Отвратительное чувство зависти к безупречным, бесстыдным,
ухмыляющимся! "Возьми себя в руки!" -- приказал я самому себе.
Оба человека равнодушно пожали мою протянутую руку -- почему я
им подал ее? -- и состроили насмешливые мины.
Тут я почувствовал, что со мной что-то не так. Я ощутил
неприятный холод, который шел по телу откуда-то снизу. Я
опустил глаза и увидел, бледнея, что стою в одних носках2.
Опять эти дикие, нелепые, глупые препятствия и трудности!

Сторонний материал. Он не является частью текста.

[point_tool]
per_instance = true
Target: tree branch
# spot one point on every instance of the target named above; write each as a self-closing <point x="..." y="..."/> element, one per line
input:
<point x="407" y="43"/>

Другим никогда не случается стоять раздетым или полураздетым в
гостиной перед сворой безупречных и беспощадных! Я безнадежно
пытался хотя бы прикрыть одной ногой другую и тут взглянул
ненароком в окно и увидел, что скалистые берега озера угрожающе
и дико синеют фальшивыми и мрачными красками, притворяясь
демоническими. Удрученно и беспомощно посмотрел я на
незнакомцев, полный ненависти к этим людям и еще большей
ненависти к самому себе, -- ничего у меня не получалось,
никогда-то мне не везло. И почему, собственно, я чувствовал
себя в ответе за это глупое озеро? Ну, раз чувствовал, значит,
неспроста. С мольбой заглянул я в лицо кирпично-рыжему, щеки
его сияли ухоженной свежестью и здоровьем, хотя я хорошо знал,
что понапрасну унижаюсь, -- он не пожалеет меня.

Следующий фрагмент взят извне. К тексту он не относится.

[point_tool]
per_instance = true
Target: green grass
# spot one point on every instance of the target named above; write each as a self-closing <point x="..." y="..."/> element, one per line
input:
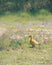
<point x="24" y="17"/>
<point x="27" y="56"/>
<point x="12" y="54"/>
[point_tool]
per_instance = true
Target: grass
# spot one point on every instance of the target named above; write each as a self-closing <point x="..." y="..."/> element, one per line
<point x="27" y="56"/>
<point x="13" y="54"/>
<point x="24" y="17"/>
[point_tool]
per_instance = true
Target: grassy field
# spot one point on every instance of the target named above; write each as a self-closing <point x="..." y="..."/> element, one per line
<point x="15" y="48"/>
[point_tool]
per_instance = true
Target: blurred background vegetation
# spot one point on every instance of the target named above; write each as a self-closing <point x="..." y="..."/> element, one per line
<point x="31" y="6"/>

Теперь он как раз обратил внимание на мои ноги в темных
грубых носках -- слава Богу еще, что они не дырявые, -- и
отвратительно ухмыльнулся. Он подтолкнул своего приятеля и
показал на мои ноги. Тот тоже издевательски заулыбался.

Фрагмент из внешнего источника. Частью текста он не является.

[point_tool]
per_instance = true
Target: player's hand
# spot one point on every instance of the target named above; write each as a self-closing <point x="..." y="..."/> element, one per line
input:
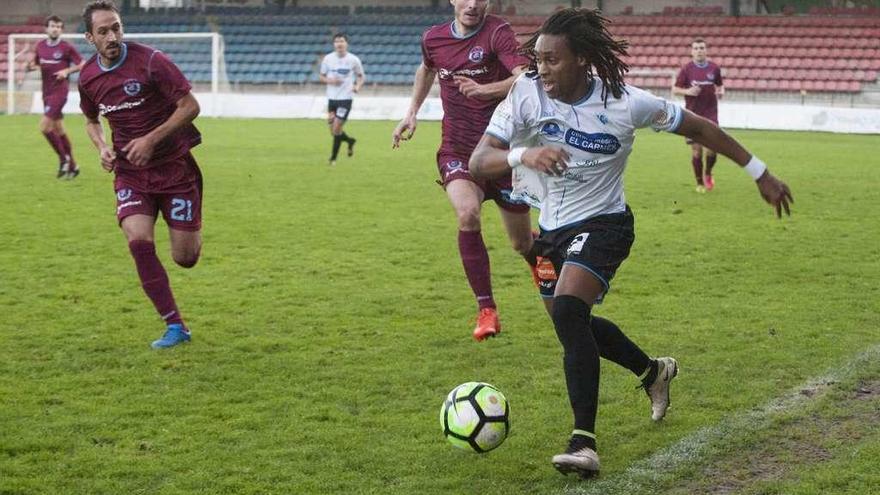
<point x="108" y="157"/>
<point x="775" y="192"/>
<point x="552" y="160"/>
<point x="138" y="151"/>
<point x="471" y="88"/>
<point x="404" y="131"/>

-- Вы на озеро посмотрите! -- воскликнул я, показывая
рукой в окно.
Рыжий пожал плечами -- ему и в голову не пришло
повернуться к окну -- и что-то сказал своему приятелю; я
половину не расслышал, но речь шла обо мне и таких вот
простофилях без ботинок, которым не место в такой гостиной. При
этом в слове "гостиная" для меня, как в детстве, звучал
какой-то оттенок благородства и светскости, прекрасный и
фальшивый одновременно.
Чуть не плача, я наклонился и посмотрел на свои ноги, как
будто надеялся еще что-то поправить, и теперь оказалось, что я
сбросил с ног стоптанные домашние туфли, -- как бы то ни было,
одна туфля, большая, мягкая, темно-красная, валялась на полу. Я
нерешительно поднял ее, ухватившись за задник, по-прежнему в
том же слезливом настроении. Туфля выскользнула, но я успел
поймать ее на лету -- а она тем временем выросла еще больше --
и держал теперь ее за носок.
И тут я внезапно с каким-то внутренним облегчением ощутил
глубокую значимость этой туфли, которая чуть покачивалась у
меня в руках под тяжестью массивного задника. Ах, какое
великолепие -- такая вот дряблая туфля, до чего она мягкая и
тяжелая! Я попробовал взмахнуть ею -- это было нестерпимое
ощущение, и оно пронзило меня блаженством насквозь. Никакая
дубинка, никакой резиновый шланг не шел ни в какое сравнение с
моей большой туфлей. Я дал ей итальянское имя Канцильоне*.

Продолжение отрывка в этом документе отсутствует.